2024年6月18日、インドのシンクタンクObserver Research Foundation研究員Kalpit A Mankikarは、同Foundationのウエブサイトに“The Global Security Initiative: China Buttresses its Defence Diplomacy”と題する論説を寄稿した。その中でKalpit A Mankikarは、中国の国防外交の目的は国際安全保障環境における影響力を強化し、軍の近代化を促進することであるが、特に習近平政権下では、軍事能力の強化と国防外交の拡大に努め、平和維持活動や軍事技術の協力を通じて他国との関係を深めてきたのと同時に、習近平は党が台湾統一を完遂するために軍事力を行使する権利を有すると述べており、人民解放軍の能力向上が重要視されていると述べている。その上でKalpit A Mankikarは、2022年に発表された「グローバル・セキュリティ・イニシアティブ(Global Security Initiative:以下、GSIと言う)」は、中国が国際的な安全保障の課題に対処するための枠組みを提供し、発展途上国の安全保障を担う人材を訓練する計画を含んでいるが、このイニシアティブは、テロ対策、サイバーセキュリティ、生物安全保障、新技術分野での協力を強化し、非伝統的な安全保障における統治能力の向上を目指しており、GSIは中国の一帯一路構想と連携して、経済協力と安全保障協力を結びつけ、国際システム内での影響力拡大を図るものだと評価している。
 
(4) West Asleep at the Wheel at the Dawn of ‘Cold War 2’

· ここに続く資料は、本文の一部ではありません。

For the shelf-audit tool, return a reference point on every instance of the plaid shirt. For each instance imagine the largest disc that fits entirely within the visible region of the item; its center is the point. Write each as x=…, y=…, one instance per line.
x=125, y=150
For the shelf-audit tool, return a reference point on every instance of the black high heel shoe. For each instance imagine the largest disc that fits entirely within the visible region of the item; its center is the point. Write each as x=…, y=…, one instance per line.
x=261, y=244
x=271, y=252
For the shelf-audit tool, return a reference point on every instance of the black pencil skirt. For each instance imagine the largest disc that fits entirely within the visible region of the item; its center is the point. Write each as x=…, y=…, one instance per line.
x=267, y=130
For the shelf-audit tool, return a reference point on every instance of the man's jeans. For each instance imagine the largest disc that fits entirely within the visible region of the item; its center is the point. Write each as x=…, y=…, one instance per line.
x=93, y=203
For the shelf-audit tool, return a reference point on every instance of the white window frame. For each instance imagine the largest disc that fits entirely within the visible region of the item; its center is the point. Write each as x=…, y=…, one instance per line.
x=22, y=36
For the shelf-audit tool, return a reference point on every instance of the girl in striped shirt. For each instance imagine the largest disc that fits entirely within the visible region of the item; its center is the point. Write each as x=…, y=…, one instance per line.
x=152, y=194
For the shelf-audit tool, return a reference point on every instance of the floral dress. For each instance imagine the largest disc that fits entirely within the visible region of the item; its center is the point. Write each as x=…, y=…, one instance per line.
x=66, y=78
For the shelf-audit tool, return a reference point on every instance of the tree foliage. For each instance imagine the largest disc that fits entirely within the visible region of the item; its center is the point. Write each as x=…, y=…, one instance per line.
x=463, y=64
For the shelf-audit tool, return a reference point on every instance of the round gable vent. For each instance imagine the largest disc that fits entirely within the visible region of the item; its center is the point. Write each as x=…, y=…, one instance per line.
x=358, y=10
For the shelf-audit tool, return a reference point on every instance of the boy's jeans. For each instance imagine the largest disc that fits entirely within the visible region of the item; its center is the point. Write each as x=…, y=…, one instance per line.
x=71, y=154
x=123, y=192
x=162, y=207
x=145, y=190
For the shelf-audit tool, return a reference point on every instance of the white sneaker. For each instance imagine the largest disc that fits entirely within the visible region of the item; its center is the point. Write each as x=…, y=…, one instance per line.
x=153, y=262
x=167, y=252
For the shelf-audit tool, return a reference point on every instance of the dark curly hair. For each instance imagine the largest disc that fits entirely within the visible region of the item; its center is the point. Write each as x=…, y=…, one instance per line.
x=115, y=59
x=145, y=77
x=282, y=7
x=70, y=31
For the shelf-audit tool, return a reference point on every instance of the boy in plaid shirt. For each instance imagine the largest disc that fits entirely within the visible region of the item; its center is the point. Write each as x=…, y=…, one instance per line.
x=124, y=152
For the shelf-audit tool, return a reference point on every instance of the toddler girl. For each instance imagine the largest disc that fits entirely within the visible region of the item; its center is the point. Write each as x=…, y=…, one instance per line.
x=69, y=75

https://www.geopoliticalmonitor.com/west-asleep-at-the-wheel-at-the-dawn-of-cold-war-2/
Geopolitical Monitor, June 19, 2024
By Nicola Stoev, a Bulgarian economist, the founder and managing director of a foundation called Dobro Surce
2024年6月19日、ブルガリアのエコノミストNicola Stoevはカナダ情報誌Geopolitical Monitorのウエブサイトに“West Asleep at the Wheel at the Dawn of ‘Cold War 2’”と題する論説を寄稿した。その中でNicola Stoevは、現代の国際安全保障環境は、新たな冷戦期に突入しつつあるが、冷戦初期のソ連と中国の提携と現在の中国、ロシア、イラン、北朝鮮の準同盟関係には多くの共通点があり、その主たる目的は米国の覇権を打破することであると指摘した上で、特に中国は、過去10年間、国家防衛計画を準備・精緻化して米国の防衛産業基盤の脆弱性を学び取った結果、中国の防衛産業の製造能力は米国と欧州を合わせたものを上回り、台湾への封鎖を現実的な選択肢として見据えていると述べている。そしてNicola Stoevは、西側諸国は防衛支出の増加をためらい、冷戦2.0に適切に対処できていないが、欧州は自主防衛の役割を果たす必要があり、米国もまたウクライナ支援を継続するべきであると述べた上で、防衛産業の生産能力を北欧や東欧に集中させることで、欧州の防衛能力を強化しつつ、米国の負担を軽減することが求められていると主張している。